The raids on houses in Sydney and Melbourne on Monday followed others last week, in a swoop called Operation Pandanus, targeting Islamic radicals allegedly planning attacks against such icons as the Sydney Harbour Bridge and the Opera House. But Attorney-General Philip Ruddock said yesterday that no arrests had been made and refused further comment. It is believed the raids, conducted under tough new laws passed in the wake of the September 11, 2000, terror attacks, were designed to head off any serious preparations by Islamic militants.
They follow earlier raids by ASIO agents, Australian federal and state police units that outraged Islamic, Middle Eastern and civil liberties organisations.

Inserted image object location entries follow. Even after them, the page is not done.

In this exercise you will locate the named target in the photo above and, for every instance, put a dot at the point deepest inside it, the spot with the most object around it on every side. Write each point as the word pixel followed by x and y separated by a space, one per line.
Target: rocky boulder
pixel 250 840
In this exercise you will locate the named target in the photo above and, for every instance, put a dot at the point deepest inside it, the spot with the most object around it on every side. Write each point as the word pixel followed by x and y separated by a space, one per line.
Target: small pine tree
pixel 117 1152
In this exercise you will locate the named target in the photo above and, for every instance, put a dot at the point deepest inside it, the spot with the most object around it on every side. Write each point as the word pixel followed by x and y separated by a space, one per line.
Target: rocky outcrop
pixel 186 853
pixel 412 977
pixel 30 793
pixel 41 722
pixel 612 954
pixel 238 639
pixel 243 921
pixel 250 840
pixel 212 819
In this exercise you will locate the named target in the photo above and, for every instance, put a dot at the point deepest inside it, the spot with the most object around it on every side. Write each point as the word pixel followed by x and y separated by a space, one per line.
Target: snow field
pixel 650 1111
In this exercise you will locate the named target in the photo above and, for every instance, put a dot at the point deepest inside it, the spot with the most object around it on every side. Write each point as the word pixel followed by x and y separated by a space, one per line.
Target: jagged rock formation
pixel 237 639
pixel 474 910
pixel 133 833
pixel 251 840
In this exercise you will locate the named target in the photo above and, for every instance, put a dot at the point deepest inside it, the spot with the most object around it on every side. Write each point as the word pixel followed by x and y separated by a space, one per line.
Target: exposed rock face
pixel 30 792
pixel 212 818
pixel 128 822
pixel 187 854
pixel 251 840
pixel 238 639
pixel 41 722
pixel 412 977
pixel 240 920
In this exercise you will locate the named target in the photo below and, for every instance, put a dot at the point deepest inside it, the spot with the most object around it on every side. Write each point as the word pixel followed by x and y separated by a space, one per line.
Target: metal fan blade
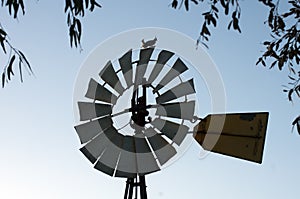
pixel 126 66
pixel 89 110
pixel 178 68
pixel 172 130
pixel 242 136
pixel 99 92
pixel 162 149
pixel 146 162
pixel 180 90
pixel 145 55
pixel 93 149
pixel 109 75
pixel 108 160
pixel 127 165
pixel 162 59
pixel 181 110
pixel 89 130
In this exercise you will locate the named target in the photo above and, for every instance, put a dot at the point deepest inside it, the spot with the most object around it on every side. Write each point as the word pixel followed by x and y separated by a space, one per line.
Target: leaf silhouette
pixel 297 123
pixel 9 68
pixel 3 79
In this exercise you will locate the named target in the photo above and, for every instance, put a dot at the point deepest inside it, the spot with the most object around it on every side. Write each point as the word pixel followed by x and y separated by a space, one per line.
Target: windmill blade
pixel 110 77
pixel 93 149
pixel 243 135
pixel 145 55
pixel 178 68
pixel 178 91
pixel 89 130
pixel 126 67
pixel 146 162
pixel 88 110
pixel 127 165
pixel 181 110
pixel 108 160
pixel 162 149
pixel 172 130
pixel 98 92
pixel 162 59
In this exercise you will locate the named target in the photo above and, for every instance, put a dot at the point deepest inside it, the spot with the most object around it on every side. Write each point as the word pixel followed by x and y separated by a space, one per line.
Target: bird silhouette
pixel 149 43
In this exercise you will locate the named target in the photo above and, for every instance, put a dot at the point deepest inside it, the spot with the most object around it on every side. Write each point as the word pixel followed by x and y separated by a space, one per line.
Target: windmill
pixel 141 106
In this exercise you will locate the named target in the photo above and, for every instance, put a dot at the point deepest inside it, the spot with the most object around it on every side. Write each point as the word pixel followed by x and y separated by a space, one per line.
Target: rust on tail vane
pixel 242 135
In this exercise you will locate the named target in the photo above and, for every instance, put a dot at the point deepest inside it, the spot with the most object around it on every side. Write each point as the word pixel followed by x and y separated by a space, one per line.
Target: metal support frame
pixel 132 185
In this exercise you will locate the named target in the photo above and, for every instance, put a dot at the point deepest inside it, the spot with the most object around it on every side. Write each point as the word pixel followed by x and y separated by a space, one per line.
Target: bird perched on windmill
pixel 149 43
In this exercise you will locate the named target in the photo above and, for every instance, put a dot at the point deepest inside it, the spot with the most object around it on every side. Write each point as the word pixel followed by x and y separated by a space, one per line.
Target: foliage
pixel 74 9
pixel 283 50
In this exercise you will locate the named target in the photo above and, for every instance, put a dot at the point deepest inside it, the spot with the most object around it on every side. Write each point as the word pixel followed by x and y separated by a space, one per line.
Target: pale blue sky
pixel 39 147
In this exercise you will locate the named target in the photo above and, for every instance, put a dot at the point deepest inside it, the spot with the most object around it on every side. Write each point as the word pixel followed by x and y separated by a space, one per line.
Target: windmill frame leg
pixel 132 184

The new laws hand ASIO broad powers of search, arrest, detention and interrogation, deny suspects the right of silence and withhold other basic rights.

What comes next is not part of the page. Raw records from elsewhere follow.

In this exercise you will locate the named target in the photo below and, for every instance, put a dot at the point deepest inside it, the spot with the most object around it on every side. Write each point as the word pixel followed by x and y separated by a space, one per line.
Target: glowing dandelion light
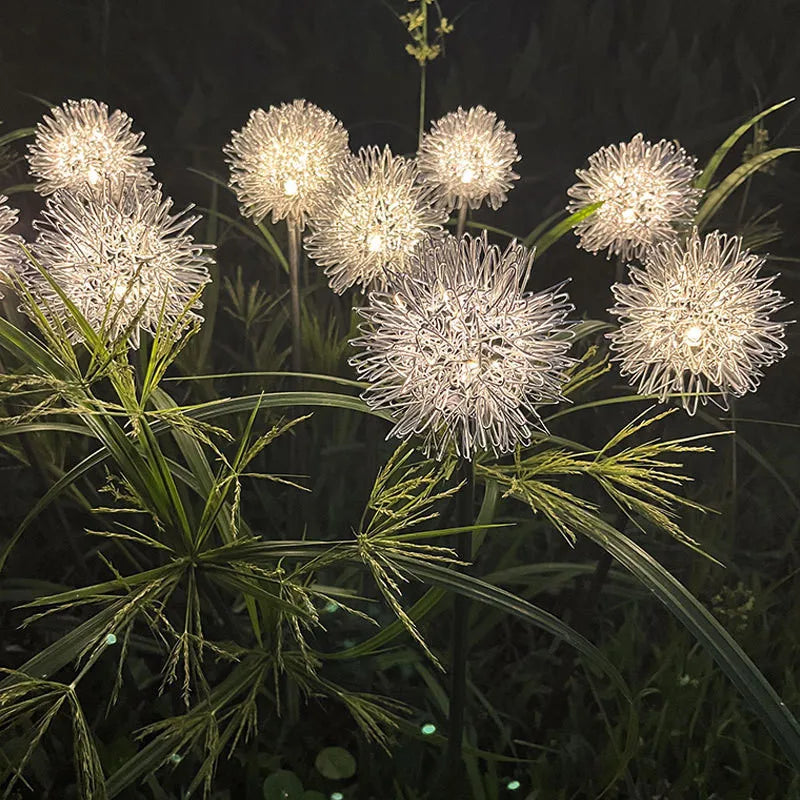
pixel 10 252
pixel 371 221
pixel 459 353
pixel 122 258
pixel 468 157
pixel 697 319
pixel 282 161
pixel 79 145
pixel 647 192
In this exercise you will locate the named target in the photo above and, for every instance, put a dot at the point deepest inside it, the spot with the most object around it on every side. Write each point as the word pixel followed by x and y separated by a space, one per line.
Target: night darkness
pixel 568 77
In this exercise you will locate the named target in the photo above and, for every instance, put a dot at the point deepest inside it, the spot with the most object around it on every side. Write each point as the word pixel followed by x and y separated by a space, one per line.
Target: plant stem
pixel 294 282
pixel 454 766
pixel 462 219
pixel 423 74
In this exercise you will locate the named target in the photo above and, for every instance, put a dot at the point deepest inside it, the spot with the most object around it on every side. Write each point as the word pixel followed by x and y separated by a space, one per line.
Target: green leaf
pixel 499 598
pixel 763 700
pixel 283 785
pixel 720 194
pixel 704 181
pixel 335 763
pixel 543 243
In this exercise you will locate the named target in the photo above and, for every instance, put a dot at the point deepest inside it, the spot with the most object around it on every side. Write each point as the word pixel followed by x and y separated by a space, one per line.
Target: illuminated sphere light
pixel 697 319
pixel 468 157
pixel 10 253
pixel 459 354
pixel 283 160
pixel 79 145
pixel 370 223
pixel 648 196
pixel 121 258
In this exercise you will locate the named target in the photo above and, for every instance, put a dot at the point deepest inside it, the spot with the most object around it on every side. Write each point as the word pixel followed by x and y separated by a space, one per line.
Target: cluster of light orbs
pixel 696 320
pixel 107 238
pixel 452 344
pixel 283 160
pixel 647 193
pixel 368 225
pixel 80 146
pixel 459 353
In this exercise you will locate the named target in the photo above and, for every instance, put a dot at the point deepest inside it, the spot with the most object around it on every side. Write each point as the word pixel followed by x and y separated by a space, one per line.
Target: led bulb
pixel 693 335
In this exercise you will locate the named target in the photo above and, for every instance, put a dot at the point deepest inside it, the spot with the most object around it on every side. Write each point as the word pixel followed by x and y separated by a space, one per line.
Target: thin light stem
pixel 423 78
pixel 294 284
pixel 454 766
pixel 462 219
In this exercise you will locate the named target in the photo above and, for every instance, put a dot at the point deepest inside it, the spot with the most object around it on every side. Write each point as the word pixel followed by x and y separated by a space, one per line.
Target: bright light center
pixel 693 335
pixel 471 369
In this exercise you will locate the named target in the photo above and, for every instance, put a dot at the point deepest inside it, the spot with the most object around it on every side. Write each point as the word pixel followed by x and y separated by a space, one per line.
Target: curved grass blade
pixel 483 592
pixel 541 227
pixel 704 181
pixel 720 194
pixel 757 692
pixel 550 237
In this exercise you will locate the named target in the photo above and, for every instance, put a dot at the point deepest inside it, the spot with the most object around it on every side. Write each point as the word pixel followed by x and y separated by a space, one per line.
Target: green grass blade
pixel 704 181
pixel 743 673
pixel 720 194
pixel 550 237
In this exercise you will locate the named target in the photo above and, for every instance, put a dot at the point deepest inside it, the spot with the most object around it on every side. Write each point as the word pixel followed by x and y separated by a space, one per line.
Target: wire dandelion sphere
pixel 648 196
pixel 81 145
pixel 122 259
pixel 459 353
pixel 696 318
pixel 468 157
pixel 370 223
pixel 10 252
pixel 283 160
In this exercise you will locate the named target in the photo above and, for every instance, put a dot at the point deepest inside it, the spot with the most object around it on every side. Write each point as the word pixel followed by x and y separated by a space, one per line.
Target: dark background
pixel 568 76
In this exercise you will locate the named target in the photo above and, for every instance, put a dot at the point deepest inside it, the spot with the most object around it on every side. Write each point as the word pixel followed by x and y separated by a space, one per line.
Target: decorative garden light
pixel 81 145
pixel 647 191
pixel 10 252
pixel 459 353
pixel 283 162
pixel 695 318
pixel 371 221
pixel 121 258
pixel 468 157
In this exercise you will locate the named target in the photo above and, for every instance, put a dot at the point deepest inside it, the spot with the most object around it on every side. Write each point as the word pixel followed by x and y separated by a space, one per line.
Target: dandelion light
pixel 81 145
pixel 697 319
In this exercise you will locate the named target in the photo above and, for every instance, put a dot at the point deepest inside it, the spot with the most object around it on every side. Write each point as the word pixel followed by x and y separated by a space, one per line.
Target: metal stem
pixel 294 283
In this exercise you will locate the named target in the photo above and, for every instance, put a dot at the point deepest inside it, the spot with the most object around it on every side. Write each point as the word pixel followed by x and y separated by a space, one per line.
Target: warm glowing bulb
pixel 471 368
pixel 693 335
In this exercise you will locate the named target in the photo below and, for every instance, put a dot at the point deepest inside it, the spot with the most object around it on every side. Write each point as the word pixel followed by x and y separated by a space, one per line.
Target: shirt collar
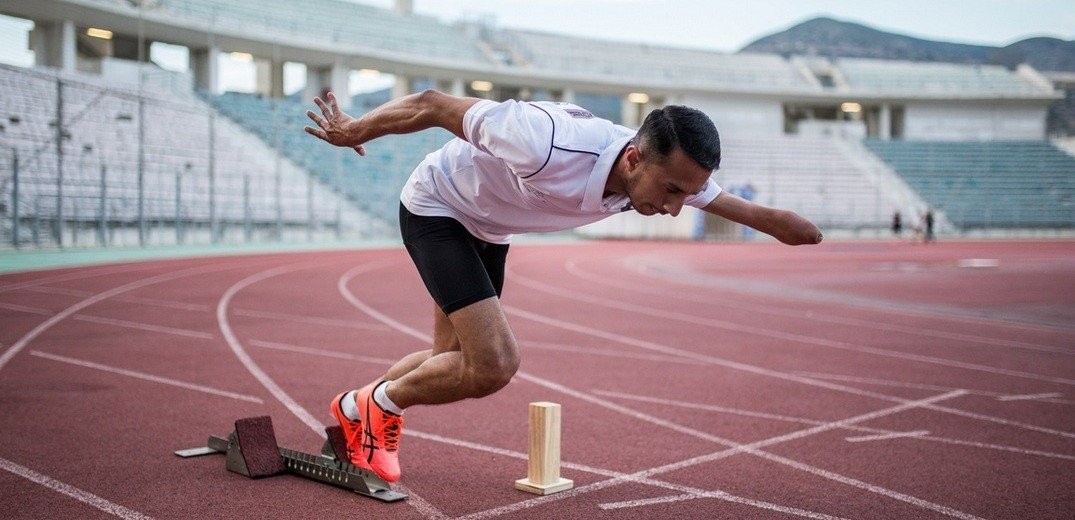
pixel 593 198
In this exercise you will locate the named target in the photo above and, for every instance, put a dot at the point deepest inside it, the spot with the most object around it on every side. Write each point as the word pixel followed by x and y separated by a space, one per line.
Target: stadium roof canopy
pixel 331 32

But the Government has maintained a hard line, and unclassified intelligence briefs continue to highlight the risk to Australia and the inevitability of an eventual terrorist outrage. Ruddock said yesterday some Australians regarded the nation's counter-terrorism laws as excessive but necessary.
New South Wales Premier Bob Carr also defended the measures. "It is very, very important that federal and state authorities send a powerful message that, if you are mucking around with terrorists or you've got any reason to be suspected, you can anticipate being raided."
A federal parliamentary review of ASIO laws passed after September 11 is under way, and groups such as the Australian Council for Civil Liberties and Amnesty International have criticised 'the removal of basic human rights'. Former Liberal Prime Minister Malcolm Fraser added his weight to the debate yesterday, warning that powers given to ASIO and other counter-terrorism authorities were undermining Australia's democratic values. "You can be arrested because ASIO thinks you know something which you don't know - and then your defence is to prove you don't know it," he said. "How can you prove a negative?"
Rob Stary, the Melbourne lawyer for Jack Thomas, the first Victorian to be arrested as a terrorist under the new laws, also said people picked up in raids had no way of defending themselves, and accused the Government of using the raids "to justify the millions of dollars that have been invested in counter-terrorism".